Passiamo a tutt’altro argomento, in relazione al tempo estivo, per molti – non per tutti, purtroppo – anche tempo di vacanza. Come si racconta nella rivista, c’è chi le sue vacanze le vive con e per altri, in un servizio di volontariato che mette al centro la persona più debole (nel nostro caso il disabile) e ne ricava stimoli anche molto profondi per la propria vita. «Dopo simili esperienze – testimonia Alex – sei costretto a “ritarare” la tua vita. Capisci che le cose che contano sono altre rispetto a quelle cui si dà abitualmente importanza. Su questi valori mia moglie Tamara e io abbiamo impostato la nostra vita a due». Il popolo del volontariato in Italia è davvero numeroso e variopinto, e si tratta di gente generosa e grintosa che si spende per gli altri, anche in situazioni di grave rischio. Quando in Abruzzo si è abbattuto il terremoto, ad esempio, il «male comune» ha subito risvegliato il «bene comune», e una fiumana di gente si è rimboccata le maniche per aiutare. Questo bellissimo spirito nazionale che le emergenze registrano dovrebbe tenere il passo del quotidiano, diventare stile che contagia altri, ognuno per quello che può dare.

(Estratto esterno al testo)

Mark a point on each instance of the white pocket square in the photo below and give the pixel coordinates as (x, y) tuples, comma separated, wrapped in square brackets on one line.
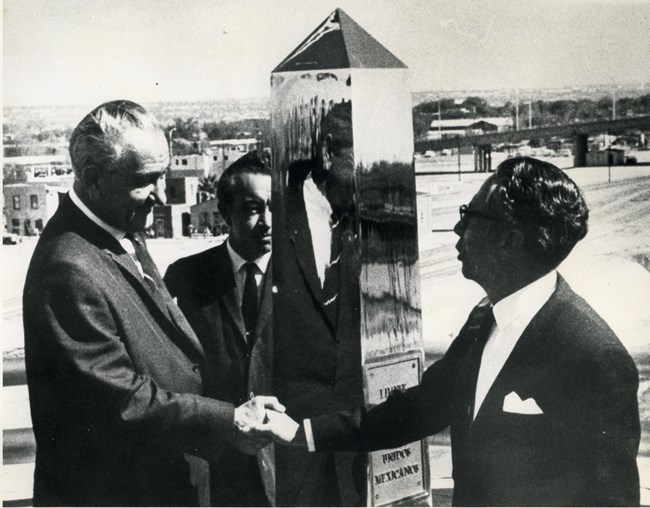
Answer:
[(513, 404)]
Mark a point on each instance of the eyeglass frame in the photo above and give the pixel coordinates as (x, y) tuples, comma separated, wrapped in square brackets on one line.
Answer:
[(466, 213)]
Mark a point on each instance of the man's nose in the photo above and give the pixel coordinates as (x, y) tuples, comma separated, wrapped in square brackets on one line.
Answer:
[(266, 217), (158, 192)]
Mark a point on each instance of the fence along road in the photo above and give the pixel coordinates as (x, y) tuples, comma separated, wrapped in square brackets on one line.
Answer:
[(620, 227)]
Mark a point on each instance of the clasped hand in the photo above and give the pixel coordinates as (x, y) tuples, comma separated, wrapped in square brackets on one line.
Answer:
[(260, 421)]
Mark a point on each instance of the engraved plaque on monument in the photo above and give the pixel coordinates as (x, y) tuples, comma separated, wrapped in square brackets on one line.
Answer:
[(345, 254)]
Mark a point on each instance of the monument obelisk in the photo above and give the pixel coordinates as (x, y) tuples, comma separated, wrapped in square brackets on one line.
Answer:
[(347, 315)]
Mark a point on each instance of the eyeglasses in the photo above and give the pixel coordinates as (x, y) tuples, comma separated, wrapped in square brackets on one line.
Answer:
[(466, 213)]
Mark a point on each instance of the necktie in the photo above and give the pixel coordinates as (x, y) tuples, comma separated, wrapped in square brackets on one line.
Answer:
[(149, 269), (483, 334), (249, 302), (331, 284)]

In questo editoriale è d’obbligo che parli un po’ di cose di casa. Alle pagine 8 e 9 leggerete il grazie commosso di padre Danilo al «Messaggero» e alla Famiglia Antoniana. Dopo quattro anni da direttore generale torna a un lavoro che veramente non ha mai lasciato: quello di educatore, di accompagnatore di percorsi umani e di fede che si sono momentaneamente inceppati e abbisognano di un supporto. Andrà a operare presso la Comunità San Francesco di Monselice che accoglie persone con problemi correlati all’uso di alcol e droga. «Molte persone che usano sostanze stupefacenti – scrive padre Danilo – non sono né cattive, né malate o disturbate (magari lo possono diventare col tempo). Sono semplicemente incappate in un errore di valutazione del loro vero bene e del cammino per raggiungerlo». Caro padre Danilo, ti accompagneremo con la preghiera e terremo caro il tuo ricordo in mezzo a noi. Il bene che farai nel nuovo incarico che i superiori ti hanno affidato lo sentiremo un po’ anche nostro.
Da parte mia, come nuovo direttore generale, esprimo ai lettori la chiara intenzione di continuare nel solco tracciato dal mio predecessore. Desidero lavorare per voi ascoltando, scrivendo (anche personalmente), pregando per le intenzioni che mi affiderete. Vi chiedo, intanto, di pregare per me. E buone vacanze a ognuno di voi.